Au cas d'espèce, les dispositions combinées des articles précités, il ressort qu'il appartient à l'assuré qui saisit la juridiction sociale de verser le rapport d'expertise technique, dont il a été le destinataire, qu'il entend critiquer sans qu'il puisse être reproché à la caisse qui n'a été destinataire que des conclusions de l'expertise, de ne pas verser au débat le rapport d'expertise complet. En revanche, si l'assuré n'a pas reçu le rapport d'expertise, il appartient au service médical de le transmettre à la juridiction.
Il convient de rappeler que le service médical de la caisse est une entité autonome et distincte de la caisse et qu'aucun texte ne prévoit que les services administratifs de la caisse peuvent avoir accès au rapport d'expertise technique, seules les conclusions motivées de l'expert devant lui être transmises. En revanche, le corps du rapport du médecin expert, soumis au secret médical, doit être adressé au service du contrôle médical de la caisse, à l'assuré et à son médecin traitant.
Il ne pouvait donc pas être fait grief à la caisse de ne pas avoir versé devant la juridiction ce document qu'elle ne peut détenir et que le service médical, qui n'a pas été désigné par le tribunal, n'avait pas à lui transmettre. En effet, le tribunal n'a pas invité le service médical à transmettre le rapport de l'expertise technique, pas plus que l'assurée à le solliciter auprès de son médecin traitant, de sorte que le tribunal ne pouvait pas tirer de l'absence du rapport dans son dossier une violation du principe du contradictoire imputable à la caisse, service administratif de l'assurance maladie.
A hauteur d'appel, en ne comparaissant pas, en ne se faisant pas représenter et en n'ayant pas adressé à la juridiction des pièces ou conclusions, et en ne demandant pas le cas échéant une dispense de comparution, l'assurée laisse la cour dans l'ignorance des critiques qu'elle forme à l'encontre des conclusions du médecin expert. L'assurée échoue donc dans l'administration de la preuve de l'existence d'un différent médical susceptible de justifier la mise en 'uvre d'une nouvelle expertise technique.
Ses demandes ne peuvent être que rejetées.
Il s'ensuit que le jugement déféré sera infirmé en toutes ses dispositions.

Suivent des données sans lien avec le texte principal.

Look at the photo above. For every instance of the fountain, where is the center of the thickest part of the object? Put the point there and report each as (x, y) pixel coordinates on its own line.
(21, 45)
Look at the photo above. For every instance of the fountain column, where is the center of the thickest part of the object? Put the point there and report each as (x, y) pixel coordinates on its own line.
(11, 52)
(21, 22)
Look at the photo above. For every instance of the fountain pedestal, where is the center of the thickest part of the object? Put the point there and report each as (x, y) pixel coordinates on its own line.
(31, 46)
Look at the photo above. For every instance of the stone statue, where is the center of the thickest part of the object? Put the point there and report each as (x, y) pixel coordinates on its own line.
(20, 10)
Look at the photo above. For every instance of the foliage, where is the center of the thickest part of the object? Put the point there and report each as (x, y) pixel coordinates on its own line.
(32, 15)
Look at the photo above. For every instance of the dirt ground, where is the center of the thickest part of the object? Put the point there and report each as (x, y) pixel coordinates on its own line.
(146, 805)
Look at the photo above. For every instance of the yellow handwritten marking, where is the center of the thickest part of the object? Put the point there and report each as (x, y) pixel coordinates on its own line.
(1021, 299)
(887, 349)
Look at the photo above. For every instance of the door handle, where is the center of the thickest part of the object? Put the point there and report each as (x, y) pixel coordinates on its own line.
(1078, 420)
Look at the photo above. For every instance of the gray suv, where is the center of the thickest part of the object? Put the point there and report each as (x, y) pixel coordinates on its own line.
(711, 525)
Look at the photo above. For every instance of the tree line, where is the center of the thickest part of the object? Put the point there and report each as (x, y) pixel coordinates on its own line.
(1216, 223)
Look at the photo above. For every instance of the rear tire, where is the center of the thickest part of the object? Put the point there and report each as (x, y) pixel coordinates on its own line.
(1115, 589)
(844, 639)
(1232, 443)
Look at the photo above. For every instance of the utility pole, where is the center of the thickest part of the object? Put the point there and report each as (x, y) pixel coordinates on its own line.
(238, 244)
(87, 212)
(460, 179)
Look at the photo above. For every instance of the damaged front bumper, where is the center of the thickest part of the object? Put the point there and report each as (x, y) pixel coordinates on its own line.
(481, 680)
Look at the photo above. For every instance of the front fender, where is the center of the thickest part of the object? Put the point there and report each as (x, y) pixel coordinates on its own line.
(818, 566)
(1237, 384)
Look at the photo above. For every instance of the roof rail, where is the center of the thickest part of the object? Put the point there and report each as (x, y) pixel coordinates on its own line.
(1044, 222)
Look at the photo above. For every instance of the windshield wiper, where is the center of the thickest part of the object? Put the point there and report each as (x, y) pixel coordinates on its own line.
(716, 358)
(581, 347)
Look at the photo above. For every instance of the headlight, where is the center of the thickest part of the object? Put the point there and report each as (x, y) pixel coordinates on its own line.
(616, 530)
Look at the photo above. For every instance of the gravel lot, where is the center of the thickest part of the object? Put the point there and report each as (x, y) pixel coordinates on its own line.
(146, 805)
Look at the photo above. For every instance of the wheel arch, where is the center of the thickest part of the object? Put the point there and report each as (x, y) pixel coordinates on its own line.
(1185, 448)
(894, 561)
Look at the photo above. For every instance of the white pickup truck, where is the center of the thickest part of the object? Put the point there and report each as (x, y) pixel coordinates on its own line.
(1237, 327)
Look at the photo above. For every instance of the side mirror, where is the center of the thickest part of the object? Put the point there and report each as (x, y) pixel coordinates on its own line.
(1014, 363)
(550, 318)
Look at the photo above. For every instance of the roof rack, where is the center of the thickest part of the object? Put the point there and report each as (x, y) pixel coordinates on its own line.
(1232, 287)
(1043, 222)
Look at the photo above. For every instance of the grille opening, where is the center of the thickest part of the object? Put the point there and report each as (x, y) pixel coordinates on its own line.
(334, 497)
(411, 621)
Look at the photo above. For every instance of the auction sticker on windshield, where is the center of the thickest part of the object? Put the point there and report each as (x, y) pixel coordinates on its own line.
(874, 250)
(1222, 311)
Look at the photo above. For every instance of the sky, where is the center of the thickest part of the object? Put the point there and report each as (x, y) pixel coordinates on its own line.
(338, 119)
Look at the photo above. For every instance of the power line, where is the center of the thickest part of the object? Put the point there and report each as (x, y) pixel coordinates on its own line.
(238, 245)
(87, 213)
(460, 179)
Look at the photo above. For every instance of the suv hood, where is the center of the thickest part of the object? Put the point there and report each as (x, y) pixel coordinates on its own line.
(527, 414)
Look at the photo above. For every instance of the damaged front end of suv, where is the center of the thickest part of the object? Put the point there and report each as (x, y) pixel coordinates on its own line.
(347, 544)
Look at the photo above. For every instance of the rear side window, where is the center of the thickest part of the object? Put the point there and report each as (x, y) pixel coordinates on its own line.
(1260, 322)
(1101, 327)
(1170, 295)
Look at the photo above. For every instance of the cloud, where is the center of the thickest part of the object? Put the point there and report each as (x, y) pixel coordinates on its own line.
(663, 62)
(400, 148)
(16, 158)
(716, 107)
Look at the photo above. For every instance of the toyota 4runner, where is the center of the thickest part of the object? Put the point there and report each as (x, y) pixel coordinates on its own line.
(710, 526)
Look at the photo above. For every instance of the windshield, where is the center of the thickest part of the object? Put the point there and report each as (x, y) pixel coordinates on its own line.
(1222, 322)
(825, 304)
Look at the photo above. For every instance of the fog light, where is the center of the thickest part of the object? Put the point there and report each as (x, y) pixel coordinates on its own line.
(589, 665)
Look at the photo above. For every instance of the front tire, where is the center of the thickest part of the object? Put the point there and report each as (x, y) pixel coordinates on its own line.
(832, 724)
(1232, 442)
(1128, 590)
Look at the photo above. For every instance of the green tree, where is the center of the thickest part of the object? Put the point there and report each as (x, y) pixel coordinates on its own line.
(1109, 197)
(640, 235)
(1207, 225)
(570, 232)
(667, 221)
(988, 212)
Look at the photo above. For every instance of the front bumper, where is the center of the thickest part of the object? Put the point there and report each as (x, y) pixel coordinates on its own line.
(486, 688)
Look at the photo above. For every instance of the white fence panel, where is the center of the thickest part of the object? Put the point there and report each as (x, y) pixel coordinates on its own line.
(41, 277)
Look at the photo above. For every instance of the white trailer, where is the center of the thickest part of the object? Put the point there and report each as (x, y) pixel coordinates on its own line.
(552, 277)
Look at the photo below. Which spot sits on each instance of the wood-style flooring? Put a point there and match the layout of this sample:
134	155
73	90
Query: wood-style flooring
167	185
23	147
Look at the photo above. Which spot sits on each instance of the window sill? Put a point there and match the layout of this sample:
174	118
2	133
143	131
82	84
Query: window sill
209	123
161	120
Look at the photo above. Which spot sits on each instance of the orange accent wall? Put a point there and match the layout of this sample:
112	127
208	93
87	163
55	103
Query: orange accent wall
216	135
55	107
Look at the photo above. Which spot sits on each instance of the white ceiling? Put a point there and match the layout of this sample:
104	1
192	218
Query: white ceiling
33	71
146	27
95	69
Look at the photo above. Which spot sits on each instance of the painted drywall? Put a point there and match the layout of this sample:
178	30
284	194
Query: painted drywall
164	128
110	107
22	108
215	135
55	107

Au surplus, à la suite de la réouverture des débats, le service du contrôle médical de la pièce a adressé directement à la cour le rapport de l'expertise technique réalisée le 6 avril 2013 par le docteur [U] [G], dont la caisse, services administratifs, a pris connaissance à l'audience. En l'absence de l'assurée, ce rapport n'a pas été discuté à la barre et la cour n'en a pas tenu compte dans sa motivation ci-dessus. Néanmoins, il peut être observé que ce médecin expert explique que l'assurée présentait des troubles névrotiques qui s'exprimaient par un syndrome anxio-dépressif à polarité anxieuse avec crise d'angoisse qui d'après ses dires serait à fréquence d'une par semaine en moyenne. Il ajoute qu'au jour de son examen, il n'a pas constaté de troubles majeurs et que l'intéressée ne présentait pas de pathologies pouvant justifier la prolongation d'arrêt de travail à temps partiel. Il a ainsi conclu que l'état de santé de l'assurée lui permettait de reprendre une activité salariée quelconque à temps complet à la date du 23 février 2013.
Les conclusions de l'expert sont donc claires, précises et dénuées d'ambiguïtés, de sorte que, en tout état de cause, les demandes de l'assurée ne pouvaient être que rejetées en l'absence de toute critique étayée de ce rapport par l'assurée.
L'assurée, succombant en appel, sera condamnée aux dépens.
PAR CES MOTIFS
LA COUR,
DÉCLARE l'appel recevable ;
INFIRME le jugement déféré en toutes ses dispositions ;
Et statuant à nouveau,
DÉBOUTE [T] [H] de toutes ses demandes ;
CONDAMNE [T] [H] aux dépens d'appel.